Some days when I'm standing naked in front of the mirror, I become an archaeologist.

I notice the (many) stretch marks on this body and I investigate them as artifacts: leftover materials that may offer some insight into the past of this body and the person who inhabited it before I did. They require detailed study. I squint to observe where on the body they are located; several heavy anchors running from the upper corners of my breasts toward my underarms, with many lighter and less visible parallel and intertwining branches running down over the bulge of my stomach, sides, and lower back. I raise an arm to discover an entire array of lines cascading down my underarm and then rounding back up, reaching toward the top of my breast.

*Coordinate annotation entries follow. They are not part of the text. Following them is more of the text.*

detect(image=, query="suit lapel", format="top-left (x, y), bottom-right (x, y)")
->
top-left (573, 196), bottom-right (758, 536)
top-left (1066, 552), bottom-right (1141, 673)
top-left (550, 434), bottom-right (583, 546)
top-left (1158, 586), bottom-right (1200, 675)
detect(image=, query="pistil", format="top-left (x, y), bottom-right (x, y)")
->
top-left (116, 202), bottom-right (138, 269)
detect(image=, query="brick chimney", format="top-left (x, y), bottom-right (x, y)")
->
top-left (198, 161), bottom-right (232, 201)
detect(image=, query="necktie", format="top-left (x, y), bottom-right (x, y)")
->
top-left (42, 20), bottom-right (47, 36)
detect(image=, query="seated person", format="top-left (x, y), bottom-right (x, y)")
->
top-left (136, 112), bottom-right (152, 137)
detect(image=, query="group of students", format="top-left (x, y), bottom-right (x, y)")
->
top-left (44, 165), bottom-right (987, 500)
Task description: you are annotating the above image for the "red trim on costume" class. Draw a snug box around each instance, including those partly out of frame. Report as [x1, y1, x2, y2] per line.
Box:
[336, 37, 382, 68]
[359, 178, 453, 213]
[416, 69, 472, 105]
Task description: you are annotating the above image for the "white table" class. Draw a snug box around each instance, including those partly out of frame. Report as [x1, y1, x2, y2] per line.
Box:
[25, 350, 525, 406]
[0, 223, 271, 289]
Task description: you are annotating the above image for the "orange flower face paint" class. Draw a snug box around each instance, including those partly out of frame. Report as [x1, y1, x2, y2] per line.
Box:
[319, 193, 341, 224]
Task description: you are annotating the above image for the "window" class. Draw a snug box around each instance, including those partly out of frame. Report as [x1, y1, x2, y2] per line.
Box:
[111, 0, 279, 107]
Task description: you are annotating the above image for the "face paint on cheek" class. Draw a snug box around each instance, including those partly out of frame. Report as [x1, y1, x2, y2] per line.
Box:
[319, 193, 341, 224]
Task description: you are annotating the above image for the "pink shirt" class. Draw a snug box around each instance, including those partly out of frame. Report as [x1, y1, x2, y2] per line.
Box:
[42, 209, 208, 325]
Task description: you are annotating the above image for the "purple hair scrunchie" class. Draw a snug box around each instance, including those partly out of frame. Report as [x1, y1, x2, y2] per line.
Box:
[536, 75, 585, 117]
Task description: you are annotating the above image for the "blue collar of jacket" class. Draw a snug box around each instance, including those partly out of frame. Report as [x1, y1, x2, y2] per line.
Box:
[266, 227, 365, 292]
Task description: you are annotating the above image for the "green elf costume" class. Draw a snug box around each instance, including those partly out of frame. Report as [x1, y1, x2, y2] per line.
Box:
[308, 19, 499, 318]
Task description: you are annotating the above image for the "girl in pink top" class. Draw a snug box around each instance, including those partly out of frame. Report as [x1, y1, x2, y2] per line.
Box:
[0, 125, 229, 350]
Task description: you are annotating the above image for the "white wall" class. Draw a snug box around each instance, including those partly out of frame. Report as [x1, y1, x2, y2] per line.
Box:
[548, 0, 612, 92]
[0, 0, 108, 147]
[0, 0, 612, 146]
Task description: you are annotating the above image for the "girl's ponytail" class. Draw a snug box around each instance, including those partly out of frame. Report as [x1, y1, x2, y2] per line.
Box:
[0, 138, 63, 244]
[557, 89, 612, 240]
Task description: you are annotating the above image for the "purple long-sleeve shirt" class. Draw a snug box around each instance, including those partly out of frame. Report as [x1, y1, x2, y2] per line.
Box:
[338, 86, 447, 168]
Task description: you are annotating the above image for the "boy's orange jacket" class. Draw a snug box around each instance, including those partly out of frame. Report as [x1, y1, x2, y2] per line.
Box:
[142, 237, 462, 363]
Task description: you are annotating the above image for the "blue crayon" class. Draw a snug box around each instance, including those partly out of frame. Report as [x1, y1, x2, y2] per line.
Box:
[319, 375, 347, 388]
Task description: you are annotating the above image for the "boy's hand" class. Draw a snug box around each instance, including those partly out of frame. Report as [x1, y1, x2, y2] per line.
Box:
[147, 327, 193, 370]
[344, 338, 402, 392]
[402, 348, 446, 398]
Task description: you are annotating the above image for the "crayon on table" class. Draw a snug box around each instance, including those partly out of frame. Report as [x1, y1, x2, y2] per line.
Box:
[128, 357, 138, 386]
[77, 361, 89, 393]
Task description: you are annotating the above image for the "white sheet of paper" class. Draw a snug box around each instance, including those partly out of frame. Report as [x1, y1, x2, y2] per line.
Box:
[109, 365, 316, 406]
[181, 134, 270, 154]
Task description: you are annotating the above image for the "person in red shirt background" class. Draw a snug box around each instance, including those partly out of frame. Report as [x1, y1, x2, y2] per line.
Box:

I am certain there are others I haven't discovered because of the intensity with which I'm studying them.

My fingertips trace the full lengths of these lines with varying thickness, trying to learn something. They feel like grooves that have been carved into elastic; qualitatively different from the surrounding skin.

I wonder when my body started to change enough to create these lines. I wonder about the person I was before I earned them. I do, in fact, mean "earn". I look at them, and what I see manifest before my eyes is change. These lines are proof of the change of my physical body over time. They bring a sense of comfort because there is nowhere I can look to visibly confirm the other changes I know I've gone through during my life; the emotional and mental growth I've experienced is invisible to my eyes. But while tracing my stretch marks, I see a young girl, emotionally abandoned, become an extremely insecure and emotionally unstable teenager, become -- something closer to who I am now. Someone who still struggles constantly with her history and the lessons she has internalized along the way. Someone who will likely be fighting depression for the rest of her life. But someone who has a far better grasp and understanding of herself, her struggles, and the tools at her disposal than former versions of herself.

I do not find my stretch marks as unsightly or unwanted as the beauty industry might prefer. They are too representative of change to me: sometimes painful to consider, sometimes difficult to accept, but always inevitable and valuable in ways I could not previously anticipate.